High court reinstates rape convictions in Lakewood case with immigration questions

A Lakewood man’s rape convictions were reinstated by the state Supreme Court on Thursday after they were previously reversed because he wasn’t allowed to bring up the victim’s application for an immigration visa at trial.

Jurors convicted Leonel Romero-Ochoa of two counts of both first-degree rape and second-degree rape, one count of first-degree burglary, one count of second-degree assault and one count of unlawful imprisonment for the July 2014 attack.

Prosecutors said he broke into a mobile home and assaulted a woman who had been asleep with her young daughter.

Romero-Ochoa, 37, argued in his appeal that he should have been allowed to bring up evidence at trial about a special immigration visa the victim was seeking. The so-called U-visa let’s victims of certain crimes stay in the United States legally and eventually become lawful permanent residents.

A three-judge panel of Division II of the state Court of Appeals agreed and reversed all but the unlawful imprisonment conviction.

“A jury could infer that the requirements of receiving a U-visa, particularly the requirement of providing helpful assistance in a criminal investigation, and the value of receiving permanent legal resident status through the U-visa program supplied a motive for (the woman) to fabricate or embellish the allegations against Ochoa,” the appellate court wrote in its opinion in 2017.

The state Supreme Court said in its 9-0 decision that the Court of Appeals was wrong to throw out the rape, burglary and assault convictions.

“In light of the entire trial record, we conclude that any error in excluding the U-visa evidence was harmless beyond a reasonable doubt as to all of Romero-Ochoa’s convictions,” Justice Debra L. Stephens wrote for the unanimous court. “The Court of Appeals’ distinction between the unlawful imprisonment conviction and the remaining convictions is unsustainable.”
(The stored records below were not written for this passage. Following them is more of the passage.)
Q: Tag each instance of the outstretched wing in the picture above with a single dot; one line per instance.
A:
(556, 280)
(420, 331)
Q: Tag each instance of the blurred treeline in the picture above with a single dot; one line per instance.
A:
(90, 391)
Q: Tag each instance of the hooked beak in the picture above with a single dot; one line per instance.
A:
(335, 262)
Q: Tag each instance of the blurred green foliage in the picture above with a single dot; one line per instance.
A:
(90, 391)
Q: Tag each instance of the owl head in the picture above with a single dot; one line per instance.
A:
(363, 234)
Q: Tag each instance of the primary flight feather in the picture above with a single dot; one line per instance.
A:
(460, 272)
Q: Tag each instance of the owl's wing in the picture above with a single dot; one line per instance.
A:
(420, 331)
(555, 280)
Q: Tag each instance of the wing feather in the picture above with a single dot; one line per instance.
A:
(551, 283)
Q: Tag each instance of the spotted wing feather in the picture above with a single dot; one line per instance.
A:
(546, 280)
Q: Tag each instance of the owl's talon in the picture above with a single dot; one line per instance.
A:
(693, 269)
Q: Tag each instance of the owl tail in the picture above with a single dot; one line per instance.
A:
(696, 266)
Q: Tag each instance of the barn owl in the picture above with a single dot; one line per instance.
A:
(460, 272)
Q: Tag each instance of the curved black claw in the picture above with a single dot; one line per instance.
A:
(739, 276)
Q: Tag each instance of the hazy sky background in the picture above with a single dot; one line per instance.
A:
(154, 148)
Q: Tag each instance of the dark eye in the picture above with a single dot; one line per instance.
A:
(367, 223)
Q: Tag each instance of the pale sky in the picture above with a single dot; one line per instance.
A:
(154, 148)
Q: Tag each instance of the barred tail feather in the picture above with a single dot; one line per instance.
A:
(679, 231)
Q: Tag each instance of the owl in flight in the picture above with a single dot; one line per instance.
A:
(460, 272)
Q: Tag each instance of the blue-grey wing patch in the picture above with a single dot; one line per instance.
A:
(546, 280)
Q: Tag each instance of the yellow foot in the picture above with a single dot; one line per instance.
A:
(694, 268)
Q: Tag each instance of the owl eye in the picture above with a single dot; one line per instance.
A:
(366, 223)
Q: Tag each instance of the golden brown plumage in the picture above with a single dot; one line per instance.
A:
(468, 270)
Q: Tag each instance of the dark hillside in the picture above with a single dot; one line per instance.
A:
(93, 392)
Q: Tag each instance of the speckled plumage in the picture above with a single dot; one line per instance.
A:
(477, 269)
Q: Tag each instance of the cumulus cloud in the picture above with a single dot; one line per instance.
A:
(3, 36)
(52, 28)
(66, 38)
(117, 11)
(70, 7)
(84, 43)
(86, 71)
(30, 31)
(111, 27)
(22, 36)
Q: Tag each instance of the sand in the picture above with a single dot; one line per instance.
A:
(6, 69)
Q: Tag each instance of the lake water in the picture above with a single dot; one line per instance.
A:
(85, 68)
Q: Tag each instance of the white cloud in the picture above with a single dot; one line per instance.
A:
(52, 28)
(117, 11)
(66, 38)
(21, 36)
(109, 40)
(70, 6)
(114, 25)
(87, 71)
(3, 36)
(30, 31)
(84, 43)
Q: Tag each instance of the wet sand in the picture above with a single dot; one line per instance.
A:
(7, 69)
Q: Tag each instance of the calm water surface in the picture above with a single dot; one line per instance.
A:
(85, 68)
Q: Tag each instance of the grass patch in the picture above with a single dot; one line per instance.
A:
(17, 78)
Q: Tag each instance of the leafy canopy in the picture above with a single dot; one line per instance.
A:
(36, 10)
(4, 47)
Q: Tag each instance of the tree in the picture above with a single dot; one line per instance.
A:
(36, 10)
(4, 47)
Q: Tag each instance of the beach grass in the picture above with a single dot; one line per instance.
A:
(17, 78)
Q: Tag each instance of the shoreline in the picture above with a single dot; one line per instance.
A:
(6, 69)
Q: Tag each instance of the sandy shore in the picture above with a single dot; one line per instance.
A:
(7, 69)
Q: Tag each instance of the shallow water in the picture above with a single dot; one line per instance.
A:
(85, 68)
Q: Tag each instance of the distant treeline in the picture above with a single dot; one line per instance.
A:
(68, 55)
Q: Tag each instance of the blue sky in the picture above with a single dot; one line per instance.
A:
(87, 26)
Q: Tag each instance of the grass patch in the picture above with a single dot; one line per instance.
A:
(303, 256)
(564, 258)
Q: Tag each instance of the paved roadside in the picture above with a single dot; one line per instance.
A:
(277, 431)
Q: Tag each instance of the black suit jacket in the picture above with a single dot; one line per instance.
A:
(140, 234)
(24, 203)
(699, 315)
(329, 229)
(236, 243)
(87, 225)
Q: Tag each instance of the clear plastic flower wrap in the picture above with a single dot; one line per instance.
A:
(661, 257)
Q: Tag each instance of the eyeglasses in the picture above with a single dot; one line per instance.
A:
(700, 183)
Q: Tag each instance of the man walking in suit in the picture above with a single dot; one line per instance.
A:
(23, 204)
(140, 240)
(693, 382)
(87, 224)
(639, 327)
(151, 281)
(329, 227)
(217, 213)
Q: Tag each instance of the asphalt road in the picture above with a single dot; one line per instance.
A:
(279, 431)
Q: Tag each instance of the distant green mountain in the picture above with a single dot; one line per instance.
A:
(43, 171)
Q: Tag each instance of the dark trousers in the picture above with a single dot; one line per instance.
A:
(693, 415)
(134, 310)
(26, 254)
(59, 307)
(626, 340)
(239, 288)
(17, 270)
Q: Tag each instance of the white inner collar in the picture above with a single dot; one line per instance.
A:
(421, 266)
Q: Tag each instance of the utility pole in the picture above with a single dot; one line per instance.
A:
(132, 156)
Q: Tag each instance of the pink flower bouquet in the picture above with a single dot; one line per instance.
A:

According to court records:

The 26-year-old victim said she was asleep with her 5-year-old daughter in the mobile home park where they lived when she woke up to find a man standing over her.

She ran into her living room, where he grabbed her by the hair and then raped her for 20 minutes.

She cried, screamed, and he hit her in the face repeatedly.

When she managed to run outside, he dragged her back and raped her again for about 20 minutes.

She escaped again, ran to a neighbor, and police arrived and arrested Romero-Ochoa.

The victim told police she’d met him once several years before but that they had not spoken since.

Romero-Ochoa argued they’d had a secret relationship previously and that he happened to be walking by her window in the early morning when she saw him and invited him in.

He said they started having consensual sex in her living room and that she became “hysterical” when he no longer wanted to.

“As the prosecutor pointed out in closing, the victim’s account was corroborated by three neighbors’ testimony about what they saw and heard while Romero-Ochoa was at her house; by the testimony of the police officers who arrived on the scene; and by the testimony of several medical professionals who observed the victim immediately after she arrived at the ER and then throughout the following day as she cried, gave repeated and consistent accounts of her attack and developed bruises on her neck and legs,” Stephens wrote in the Supreme Court opinion.

Romero-Ochoa’s version of events was “highly implausible,” the court said.

“... his U-visa conspiracy theory implies that, at some point after their initial chance encounter at the window, the victim hatched a plot to frame him,” Stephens wrote. “Standing on its own, that story would be very difficult for any jury to credit. But here it was also contradicted or undermined by an overwhelming amount of evidence supporting the victim’s account.”

The opinion went on to say: “The jury found he committed burglary and first degree rape. In light of the overwhelming evidence supporting that conclusion, we can say beyond a reasonable doubt that cross-examination on the victim’s U visa application would not have resulted in a different verdict.”

Romero-Ocho was sentenced to 30 years to life in prison for the attack, which means the state’s Indeterminate Sentence Review board would decide when or if he’s released.

He argued in his appeal that there was an error in how that sentence was calculated.

The Supreme Court’s opinion sends the case back to the state Court of Appeals to consider that argument.